Parmi les idées reçues que le défenseur s’attache à battre en brèche, la plus répandue peut-être est « celle selon laquelle une politique à l’égard des étrangers pleinement respectueuse des droits fondamentaux provoquerait un “appel d’air” favorisant une immigration massive ou serait particulièrement coûteuse ». En réalité, explique-t-il, « outre les situations de renoncement aux soins dont ils sont coutumiers, les étrangers sont particulièrement exposés au non-recours aux prestations sociales » du fait de leur précarité et de leur manque de repères « dans les méandres de l’administration ».

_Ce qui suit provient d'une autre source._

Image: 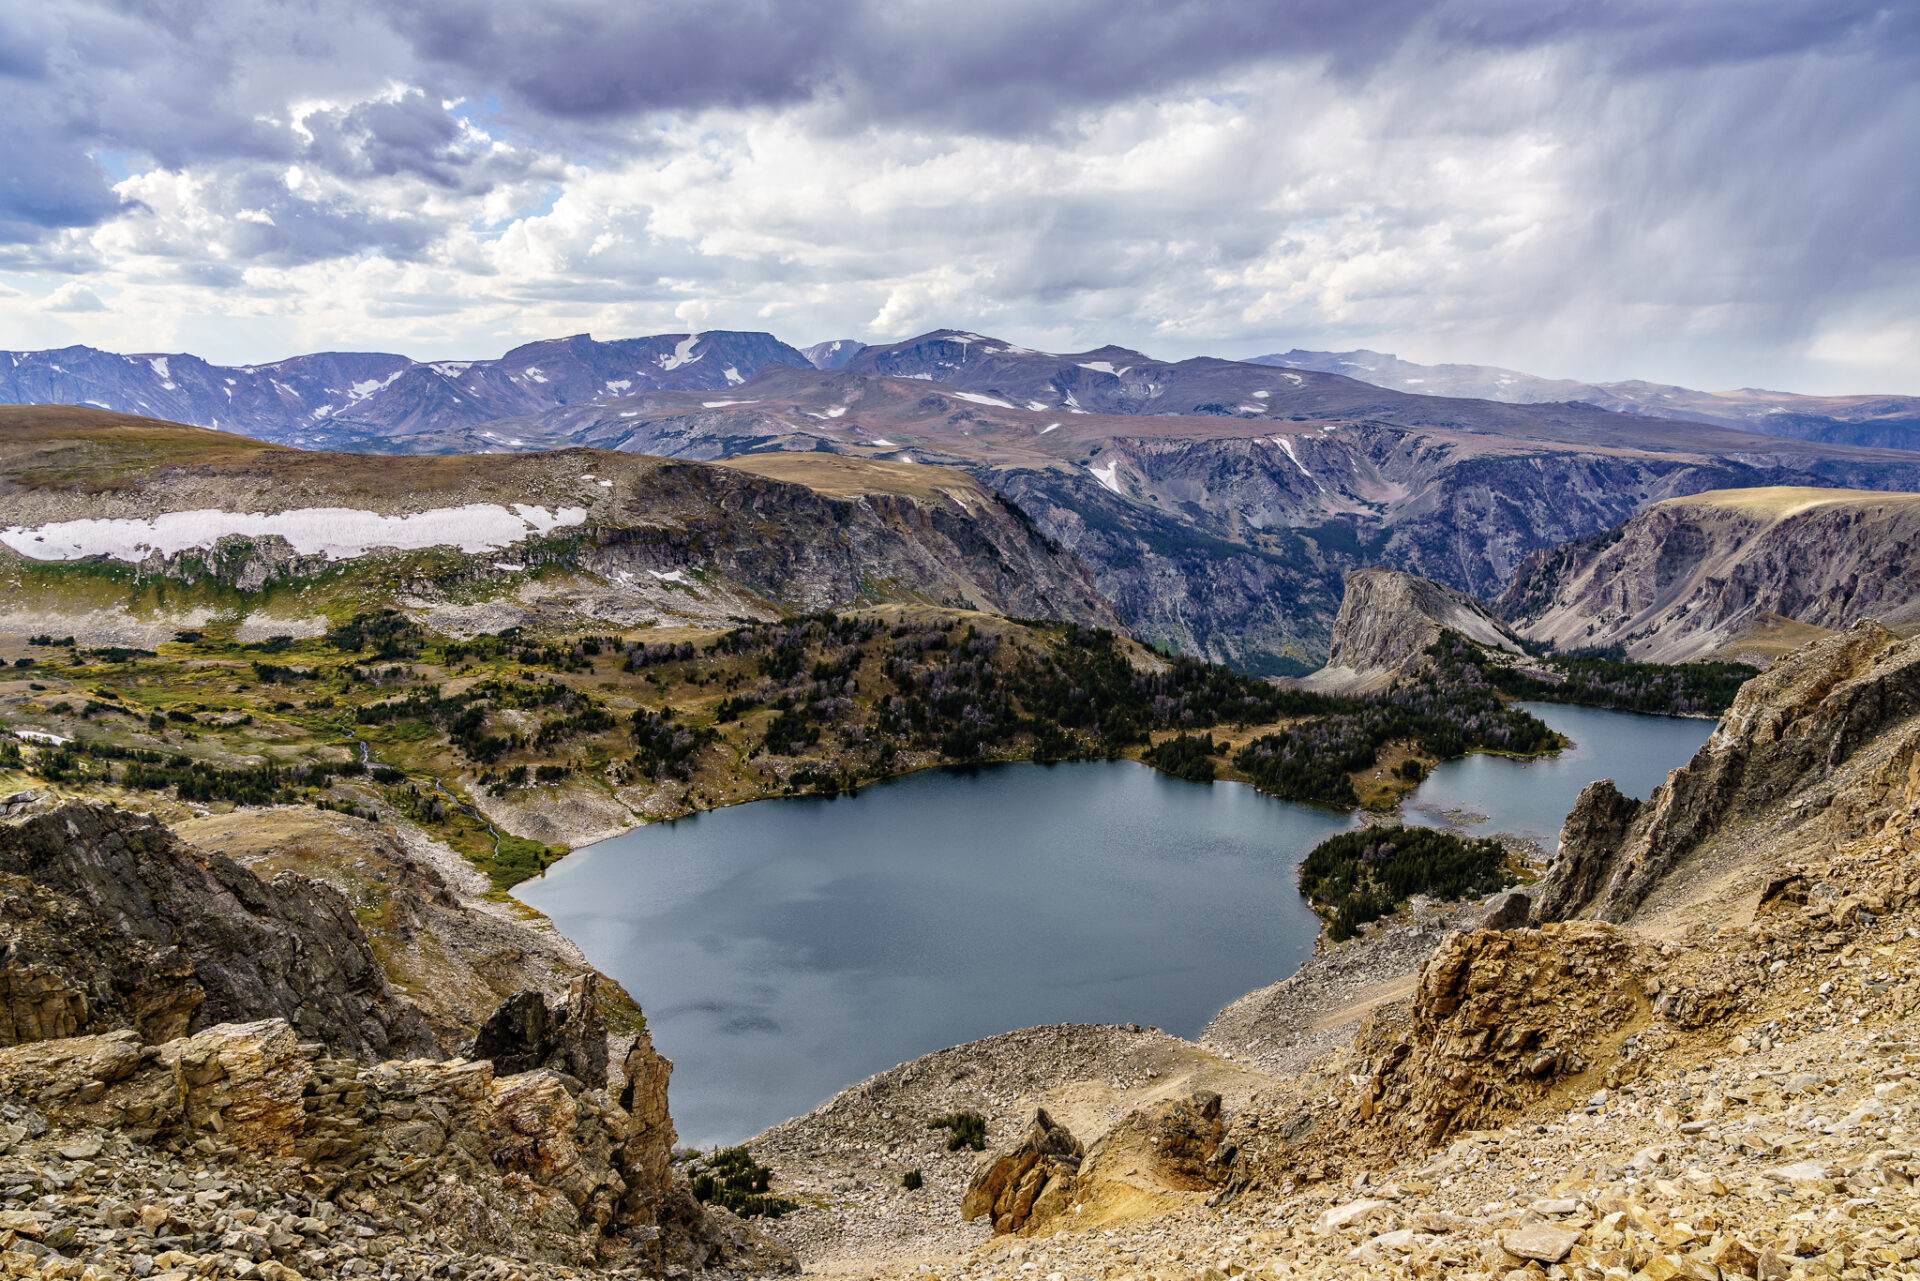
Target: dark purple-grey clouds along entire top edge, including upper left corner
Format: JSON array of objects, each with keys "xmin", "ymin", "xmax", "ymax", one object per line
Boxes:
[{"xmin": 0, "ymin": 0, "xmax": 1920, "ymax": 244}]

Enfin, « véhicules des idées et des stéréotypes, les mots utilisés ne sont pas neutres et sans conséquence », estime l’institution, en soulignant que « migrants, réfugiés, clandestins, sans papiers, immigrés, exilés sont autant de mots rarement utilisés de manière indifférente ». D’ailleurs, le mot « migrant » lui inspire une réflexion inquiète sur le fait que « ce terme a longtemps été vu comme le plus neutre, au regard notamment de celui de “clandestin”, particulièrement utilisé par des mouvements anti-immigration », mais qu’il a, depuis quelque temps, « tendance à être utilisé, en particulier dans l’expression inappropriée de “crise des migrants”, pour disqualifier les personnes, leur dénier un droit à la protection en les assimilant à des “migrants économiques” dont l’objectif migratoire serait utilitariste et, partant, moins légitime que celui lié à la fuite de la guerre ou des persécutions, opéré par le réfugié ». Une distinction qui « conduit à jeter le discrédit et la suspicion sur les exilés dont on cherche à déterminer si leur choix d’atteindre l’Europe est noble, « moral » et pas simplement utilitaire », s’insurge le défenseur des droits, en pointant « le risque de priver de protection les personnes en droit d’en bénéficier » et qui, avant d’être considérées comme des étrangers, doivent l’être comme des enfants, des malades, des travailleurs ou des usagers d’un service public…

Notes

(1) Ce rapport est disponible sur www.defenseurdesdroits.fr.